Published June 7, 2018

2 min read

In her latest dance-theater piece, The Other Here, Molly Hickok ’82 plays the role of a Japanese man-servant. She smokes a pipe while lying on her back, waves a saw around, interacts with her character’s wife, and executes energetic Okinawan dance steps. She also listens to presentations taken from American insurance sales conferences.

That’s all in a night’s work for Hickok, a dancer who has spent most of her career with Big Dance Theater, a New York company known for combining dance, music, literary texts, and drama into experimental theater pieces. The Other Here, which had its final performance Sept. 29 in New York, began with a grant from the Japan Society to support Western artists exploring Japanese culture. Hickok describes the piece as a work with “disparate, counterintuitive elements.” It combines Okinawan pop music, traditional and modern Okinawan dance, two short stories by Japanese author Masuji Ibuse, and rah-rah presentations culled from sales meetings. “We wanted to add something very Western to the mix, and we found these speeches,” said Hickok, who thought the sales speeches were surprisingly earnest.

Boston Globe critic called The Other Here “a rumination on the meaning of existence and the quest for purpose.”

Other Big Dance Theater pieces have been similarly idiosyncratic. Plan B, produced in 2004, took inspiration from the Nixon White House tapes and the life of 19th-century German “wild child” Kaspar Hauser, who was discovered on the streets of Nuremberg and suspected of being a member of a royal family. The troupe began as a dance company that added theater elements, and “now we make plays that look like dances,” says Hickok, whose dance experience includes folk, flamenco, Japanese, and Georgian.

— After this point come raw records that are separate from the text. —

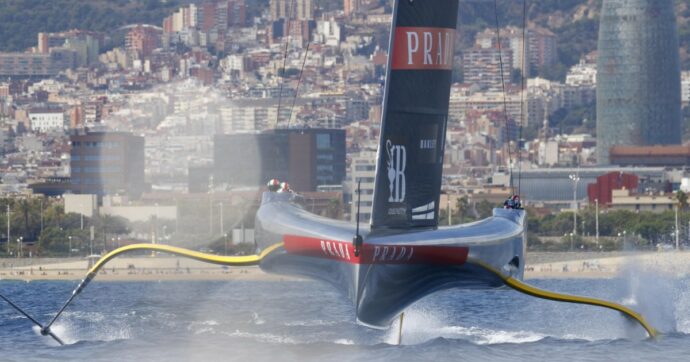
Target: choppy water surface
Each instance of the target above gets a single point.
(193, 321)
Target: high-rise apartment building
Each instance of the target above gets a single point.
(282, 9)
(638, 75)
(142, 40)
(482, 66)
(305, 158)
(107, 163)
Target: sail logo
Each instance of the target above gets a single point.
(397, 160)
(423, 48)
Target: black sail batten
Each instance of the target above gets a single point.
(415, 113)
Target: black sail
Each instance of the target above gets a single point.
(415, 113)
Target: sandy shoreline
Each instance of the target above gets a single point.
(162, 268)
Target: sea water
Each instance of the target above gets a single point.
(305, 320)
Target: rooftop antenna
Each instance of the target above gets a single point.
(357, 241)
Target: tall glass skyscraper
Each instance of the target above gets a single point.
(638, 75)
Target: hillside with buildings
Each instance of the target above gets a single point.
(186, 114)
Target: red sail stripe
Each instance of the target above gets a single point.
(375, 254)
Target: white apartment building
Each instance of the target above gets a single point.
(685, 87)
(46, 120)
(363, 168)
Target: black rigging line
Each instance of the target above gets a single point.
(299, 81)
(505, 105)
(44, 330)
(522, 90)
(287, 41)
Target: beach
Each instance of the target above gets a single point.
(539, 265)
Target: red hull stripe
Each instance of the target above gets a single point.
(423, 48)
(375, 254)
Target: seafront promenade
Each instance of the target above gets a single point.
(539, 265)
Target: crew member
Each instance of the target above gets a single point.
(273, 185)
(285, 187)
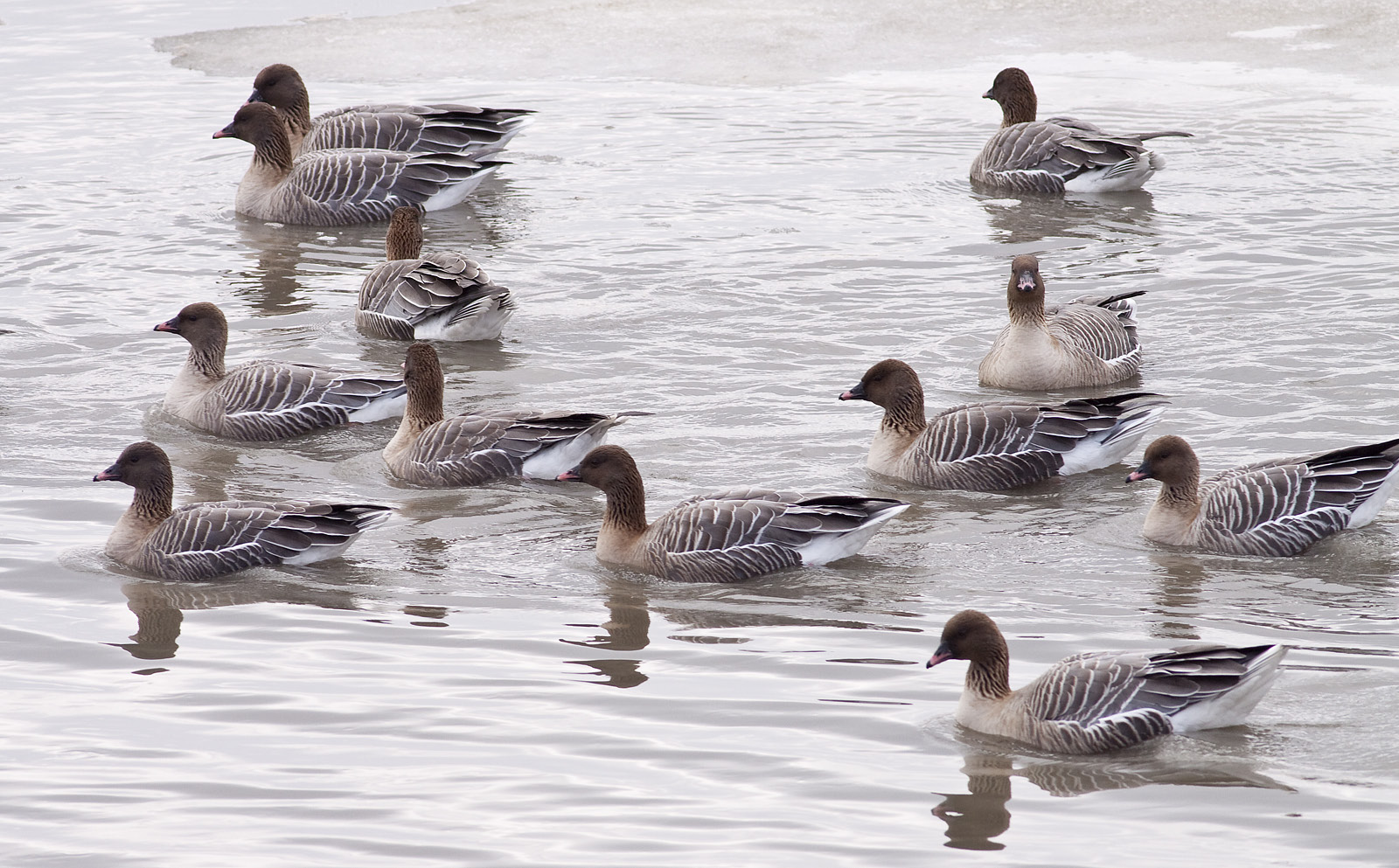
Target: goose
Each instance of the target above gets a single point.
(479, 448)
(998, 443)
(343, 186)
(265, 400)
(209, 540)
(727, 536)
(1056, 154)
(1104, 700)
(419, 295)
(433, 128)
(1275, 508)
(1089, 341)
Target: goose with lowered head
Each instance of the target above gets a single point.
(1056, 154)
(428, 295)
(1277, 508)
(1104, 700)
(343, 186)
(479, 448)
(210, 540)
(441, 128)
(1088, 341)
(265, 400)
(995, 445)
(727, 536)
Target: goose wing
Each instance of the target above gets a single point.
(399, 295)
(273, 400)
(207, 540)
(1040, 156)
(357, 184)
(1284, 505)
(454, 128)
(475, 449)
(1103, 327)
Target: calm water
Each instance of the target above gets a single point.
(727, 240)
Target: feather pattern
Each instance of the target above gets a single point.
(438, 128)
(479, 448)
(1275, 508)
(207, 540)
(1104, 700)
(727, 536)
(266, 400)
(343, 186)
(997, 445)
(1056, 154)
(1088, 341)
(419, 295)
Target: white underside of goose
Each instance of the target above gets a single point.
(837, 545)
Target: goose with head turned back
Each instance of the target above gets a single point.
(426, 295)
(479, 448)
(727, 536)
(995, 445)
(1277, 508)
(209, 540)
(265, 400)
(1089, 341)
(1104, 700)
(1056, 154)
(419, 128)
(345, 186)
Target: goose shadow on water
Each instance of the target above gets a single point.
(160, 607)
(696, 611)
(283, 256)
(1033, 219)
(981, 814)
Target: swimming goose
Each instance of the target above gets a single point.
(265, 400)
(1056, 154)
(345, 186)
(998, 443)
(207, 540)
(727, 536)
(420, 128)
(1275, 508)
(1089, 341)
(1104, 700)
(479, 448)
(428, 295)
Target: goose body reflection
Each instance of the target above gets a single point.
(1104, 700)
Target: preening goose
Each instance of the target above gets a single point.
(1056, 154)
(998, 443)
(207, 540)
(346, 186)
(265, 400)
(428, 295)
(1104, 700)
(1275, 508)
(479, 448)
(421, 128)
(727, 536)
(1088, 341)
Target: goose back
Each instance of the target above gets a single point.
(1104, 700)
(1275, 508)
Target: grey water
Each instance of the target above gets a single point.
(722, 214)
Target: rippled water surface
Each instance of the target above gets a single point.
(727, 240)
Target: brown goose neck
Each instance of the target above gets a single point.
(990, 672)
(1019, 108)
(626, 503)
(154, 501)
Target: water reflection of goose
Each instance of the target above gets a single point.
(160, 607)
(1023, 221)
(983, 812)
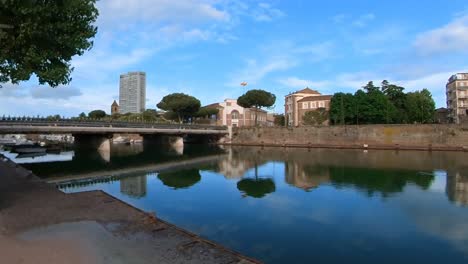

That eclectic sourcing works well for Hickock, a self-described “cultural omnivore” from Minnesota who majored in comparative literature at Princeton and got a certificate in theater and dance. Soon after graduation, she moved to New York and joined Big Dance Theater. Hickok also holds down a highly flexible day job working for a firm that administers charities.

Besides dancing with the troupe, she gets involved in the costumes, choreography, and administration. “We look at a scene, a piece of clothing, and over time we knit them together. I’m the person who says, ‘Let’s try this,’” says Hickok.

She’s now involved in crafting the next piece, to premiere next year at a French arts festival in New York. The new work will be based on a New Wave film, possibly Chloe in the Afternoon. (New Wave films are iconoclastic French movies mostly made in the 1950s and 1960s.)

When it debuts, it will be the next step in a path that in 2005 won Hickok a New York Dance and Performance (aka Bessie) Award, for her overall body of work at Big Dance Theater. She muses on her path as a hoofer: “I don’t feel like I had a career. I have a vocation. I feel lucky. I’ve always known what I wanted to do.”